SaaS ISVs versus the Cloud Titans

Peter Offringa, in an excellent article just published on his Software Stack Investing blog, describes why SaaS ISVs have been succeeding against AWS, Azure and GCP - a group that I call the Cloud Titans.

“For a while, it seemed they [the Cloud Titans] would leave no room for independent providers in a land grab to address every segment of software infrastructure. As the landscape has matured and enterprises increasingly implement a multi-cloud strategy, it has become clear that independent providers can not only co-exist, but thrive, in this environment. Examples are Datadog for observability, Twilio for communications, MongoDB for databases and Fastly for CDN.”


I attended AWS’s massive re:Invent conference in 2018, and posted on this board a list of AWS services that appeared to compete directly with products from MongoDB, Okta, Alteryx and Twilio. I said at the time that the competition from AWS would bear watching.
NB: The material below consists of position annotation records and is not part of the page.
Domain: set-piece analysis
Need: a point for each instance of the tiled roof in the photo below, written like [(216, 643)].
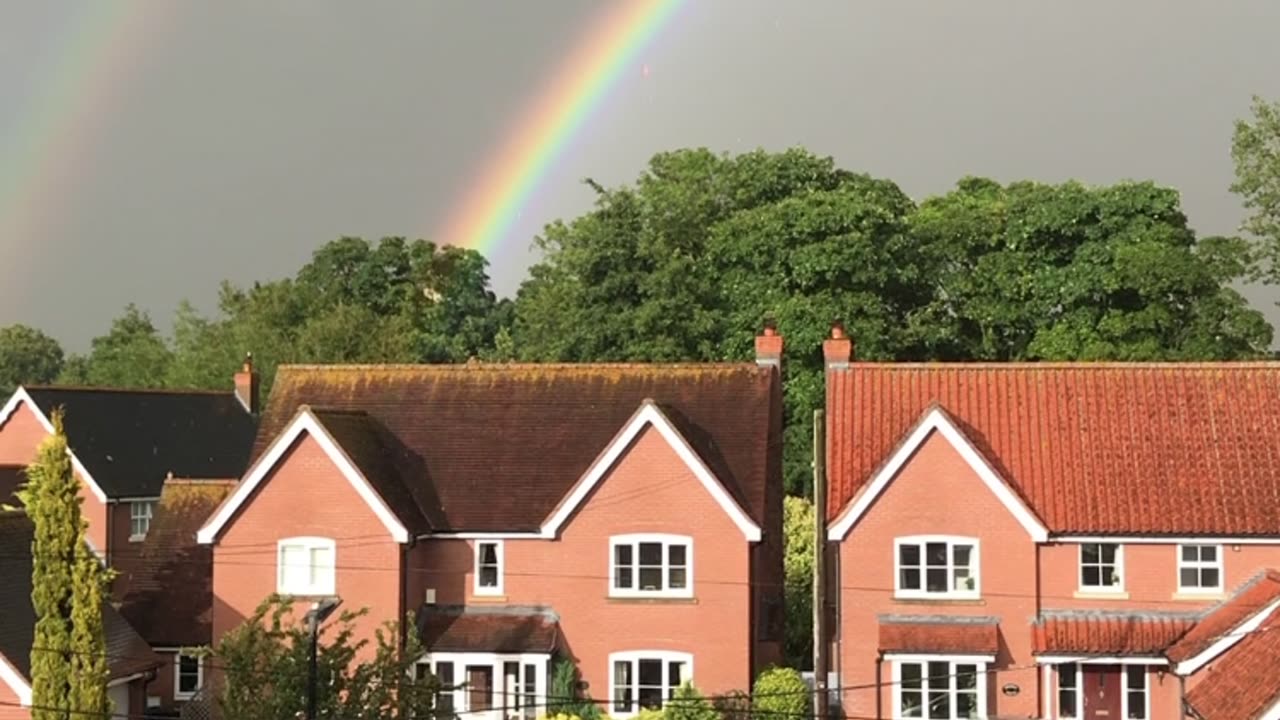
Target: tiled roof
[(496, 447), (1246, 680), (127, 652), (1101, 633), (1217, 621), (1095, 449), (131, 440), (915, 633), (488, 629), (169, 596)]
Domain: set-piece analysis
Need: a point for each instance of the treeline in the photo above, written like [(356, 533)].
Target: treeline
[(688, 260)]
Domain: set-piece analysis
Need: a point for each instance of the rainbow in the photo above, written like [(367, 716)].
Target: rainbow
[(543, 132)]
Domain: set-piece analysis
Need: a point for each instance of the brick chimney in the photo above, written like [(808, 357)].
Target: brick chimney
[(768, 346), (246, 384), (837, 350)]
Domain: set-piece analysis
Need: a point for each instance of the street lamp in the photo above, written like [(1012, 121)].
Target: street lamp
[(319, 613)]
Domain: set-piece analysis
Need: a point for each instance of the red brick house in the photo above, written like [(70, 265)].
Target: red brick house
[(624, 516), (1066, 541)]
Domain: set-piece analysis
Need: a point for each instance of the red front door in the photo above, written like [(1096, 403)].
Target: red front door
[(1101, 691)]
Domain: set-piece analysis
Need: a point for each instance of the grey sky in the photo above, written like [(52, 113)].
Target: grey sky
[(228, 140)]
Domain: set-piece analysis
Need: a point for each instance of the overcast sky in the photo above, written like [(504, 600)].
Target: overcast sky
[(149, 154)]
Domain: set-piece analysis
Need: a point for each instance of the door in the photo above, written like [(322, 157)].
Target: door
[(1101, 689), (480, 687)]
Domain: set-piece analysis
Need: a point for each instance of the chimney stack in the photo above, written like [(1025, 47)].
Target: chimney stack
[(837, 350), (768, 346), (246, 384)]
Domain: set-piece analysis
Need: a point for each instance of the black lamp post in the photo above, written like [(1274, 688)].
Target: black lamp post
[(319, 613)]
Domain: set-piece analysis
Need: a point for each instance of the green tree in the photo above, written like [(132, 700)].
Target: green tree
[(798, 566), (1256, 151), (132, 354), (27, 356), (265, 669), (781, 692), (68, 659)]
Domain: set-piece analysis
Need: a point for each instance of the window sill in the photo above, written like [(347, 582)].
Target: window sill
[(1101, 595)]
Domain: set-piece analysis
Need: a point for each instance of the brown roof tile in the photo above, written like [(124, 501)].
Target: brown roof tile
[(1074, 632), (168, 597), (1151, 449), (1246, 680), (496, 447), (1217, 621), (484, 629), (908, 633)]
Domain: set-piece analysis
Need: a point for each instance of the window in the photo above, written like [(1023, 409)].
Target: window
[(488, 568), (650, 566), (188, 675), (1136, 692), (140, 519), (647, 679), (940, 688), (1068, 691), (1200, 568), (1101, 566), (937, 566), (306, 566)]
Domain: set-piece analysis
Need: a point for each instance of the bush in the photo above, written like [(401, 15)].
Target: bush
[(781, 692), (688, 703)]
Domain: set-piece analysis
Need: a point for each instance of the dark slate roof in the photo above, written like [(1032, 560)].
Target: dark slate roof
[(127, 652), (488, 629), (496, 447), (169, 595), (131, 440)]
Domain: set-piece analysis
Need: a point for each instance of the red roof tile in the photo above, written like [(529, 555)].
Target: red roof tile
[(1246, 680), (1248, 601), (496, 447), (484, 629), (977, 636), (1107, 633), (1151, 449)]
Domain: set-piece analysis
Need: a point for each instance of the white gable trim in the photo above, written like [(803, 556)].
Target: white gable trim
[(1225, 643), (648, 415), (936, 420), (304, 423), (17, 683), (21, 397)]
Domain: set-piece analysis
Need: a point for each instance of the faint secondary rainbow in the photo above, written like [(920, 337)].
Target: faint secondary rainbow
[(50, 144), (545, 128)]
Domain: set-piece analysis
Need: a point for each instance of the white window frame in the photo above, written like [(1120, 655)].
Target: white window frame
[(666, 541), (135, 505), (177, 675), (323, 588), (951, 541), (1100, 589), (979, 661), (502, 566), (1201, 565), (634, 657)]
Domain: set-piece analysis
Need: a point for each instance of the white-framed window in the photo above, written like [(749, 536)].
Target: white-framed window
[(641, 679), (1137, 700), (188, 675), (306, 566), (1200, 568), (140, 518), (650, 565), (936, 687), (1101, 566), (936, 566), (488, 570), (1069, 682)]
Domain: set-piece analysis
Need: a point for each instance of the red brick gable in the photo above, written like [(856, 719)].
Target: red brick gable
[(1093, 449)]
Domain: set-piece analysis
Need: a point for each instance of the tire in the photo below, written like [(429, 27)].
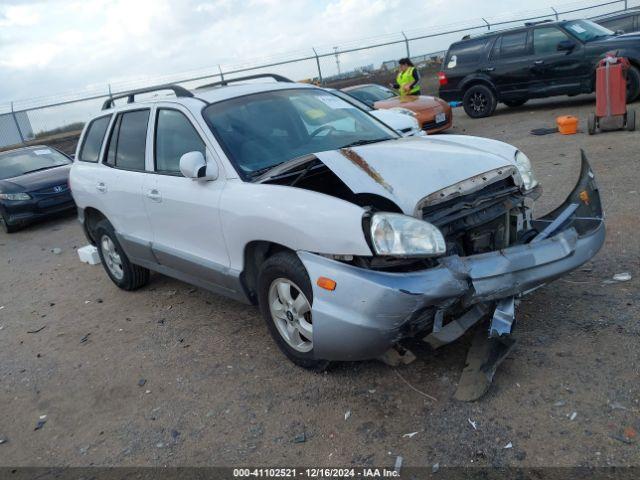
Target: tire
[(6, 227), (631, 120), (515, 103), (591, 123), (282, 281), (121, 271), (633, 84), (479, 101)]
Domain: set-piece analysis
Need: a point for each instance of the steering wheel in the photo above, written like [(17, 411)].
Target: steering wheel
[(331, 128)]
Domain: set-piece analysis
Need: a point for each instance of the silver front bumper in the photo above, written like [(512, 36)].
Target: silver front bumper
[(369, 311)]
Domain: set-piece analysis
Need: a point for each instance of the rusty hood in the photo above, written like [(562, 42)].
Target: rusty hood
[(408, 169)]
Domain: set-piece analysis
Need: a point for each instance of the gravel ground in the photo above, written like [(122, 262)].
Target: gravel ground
[(174, 375)]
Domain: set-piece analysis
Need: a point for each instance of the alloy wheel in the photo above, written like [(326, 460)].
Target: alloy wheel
[(291, 313)]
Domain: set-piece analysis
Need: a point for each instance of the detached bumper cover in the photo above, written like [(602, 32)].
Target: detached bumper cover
[(369, 310)]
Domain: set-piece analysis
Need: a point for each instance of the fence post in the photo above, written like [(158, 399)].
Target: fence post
[(13, 114), (406, 44), (318, 64)]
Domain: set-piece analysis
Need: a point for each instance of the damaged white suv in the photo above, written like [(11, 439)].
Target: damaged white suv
[(348, 237)]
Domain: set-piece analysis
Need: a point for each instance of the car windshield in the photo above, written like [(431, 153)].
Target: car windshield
[(371, 94), (262, 130), (587, 31), (20, 162)]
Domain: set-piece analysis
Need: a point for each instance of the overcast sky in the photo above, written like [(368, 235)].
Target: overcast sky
[(60, 46)]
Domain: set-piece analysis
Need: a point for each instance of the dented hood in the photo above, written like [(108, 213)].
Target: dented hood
[(408, 169)]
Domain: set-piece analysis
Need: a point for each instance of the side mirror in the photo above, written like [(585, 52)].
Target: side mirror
[(566, 46), (193, 165)]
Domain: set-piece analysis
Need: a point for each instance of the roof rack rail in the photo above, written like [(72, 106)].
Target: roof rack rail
[(222, 83), (179, 91), (531, 24)]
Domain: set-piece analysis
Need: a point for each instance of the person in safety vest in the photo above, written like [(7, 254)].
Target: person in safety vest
[(408, 79)]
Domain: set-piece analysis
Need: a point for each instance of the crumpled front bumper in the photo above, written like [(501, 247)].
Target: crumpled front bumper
[(369, 311)]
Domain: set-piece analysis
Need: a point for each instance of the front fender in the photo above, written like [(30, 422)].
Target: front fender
[(296, 218)]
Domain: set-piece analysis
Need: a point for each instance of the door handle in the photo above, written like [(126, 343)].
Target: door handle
[(154, 195)]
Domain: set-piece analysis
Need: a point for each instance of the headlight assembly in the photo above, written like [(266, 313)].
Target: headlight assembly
[(526, 171), (403, 236), (15, 196)]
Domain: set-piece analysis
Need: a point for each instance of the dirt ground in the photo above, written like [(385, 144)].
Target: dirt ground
[(174, 375)]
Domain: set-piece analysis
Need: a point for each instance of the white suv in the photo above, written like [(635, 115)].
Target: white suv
[(348, 237)]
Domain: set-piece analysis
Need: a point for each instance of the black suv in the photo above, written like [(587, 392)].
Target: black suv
[(541, 59)]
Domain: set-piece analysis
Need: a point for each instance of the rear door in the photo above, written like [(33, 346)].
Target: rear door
[(122, 178), (187, 233), (556, 72), (509, 65)]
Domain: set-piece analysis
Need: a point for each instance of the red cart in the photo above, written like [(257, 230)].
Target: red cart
[(611, 97)]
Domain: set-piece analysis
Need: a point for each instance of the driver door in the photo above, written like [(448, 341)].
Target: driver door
[(187, 234)]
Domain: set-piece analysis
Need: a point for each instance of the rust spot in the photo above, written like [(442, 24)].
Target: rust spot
[(368, 169)]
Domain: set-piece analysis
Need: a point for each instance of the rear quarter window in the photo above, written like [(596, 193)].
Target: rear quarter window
[(92, 143), (469, 52)]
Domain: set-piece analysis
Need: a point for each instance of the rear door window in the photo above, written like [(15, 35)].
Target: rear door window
[(92, 143), (546, 40), (513, 45), (128, 141), (175, 136)]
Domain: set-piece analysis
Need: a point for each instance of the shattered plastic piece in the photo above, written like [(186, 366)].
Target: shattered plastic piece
[(484, 357), (397, 356), (398, 464), (622, 277)]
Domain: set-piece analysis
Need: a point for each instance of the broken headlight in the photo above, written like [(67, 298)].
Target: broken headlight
[(526, 171), (403, 236)]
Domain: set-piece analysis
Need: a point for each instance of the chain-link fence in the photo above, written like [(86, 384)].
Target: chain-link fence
[(370, 60)]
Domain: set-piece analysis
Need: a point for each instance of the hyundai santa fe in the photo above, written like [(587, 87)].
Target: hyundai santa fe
[(348, 237)]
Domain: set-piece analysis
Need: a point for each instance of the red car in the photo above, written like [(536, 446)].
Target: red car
[(433, 114)]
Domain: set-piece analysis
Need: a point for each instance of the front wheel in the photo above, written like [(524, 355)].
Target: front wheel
[(285, 297), (479, 101), (121, 271)]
But a lot has changed since I wrote that post:…

For example, in 2018, AWS saw that MongoDB was adding proprietary features to the free and open source version of MongoDB. These features were available only to companies who bought the commercial version of MongoDB. AWS thought they could offer an open source, but fully managed version of MongoDB on their cloud, and just charge the hourly rate for the servers, and nothing for the software.

In doing so, they used the 3.6 version of the open source MongoDB code, put it on AWS on a souped-up, cloud-optimized storage layer, spread it across multiple Availability Zones, and called it DocumentDB. AWS was betting that developers would be attracted to the fact that DocumentDB would always be open source. And, to their credit, DocumentDB has attracted a lot of customers for that reason.

But MongoDB didn’t sit still. They kept adding advanced, compelling features, both proprietary and open source to MongoDB, and that version is now 4.4. So a lot of enterprises are having to make the decision about whether they want to stay with open source and use DocumentDB, which is now 8 versions behind the latest MongoDB, and only available on AWS - or whether they want to pay the MongoDB Atlas license to a) get the new features and b) have a database that runs anywhere, be it Azure, AWS, GCP or in their own data center. Many are choosing the latter option. This is one of the reasons why Atlas revenue grew 80% YoY in the latest quarter.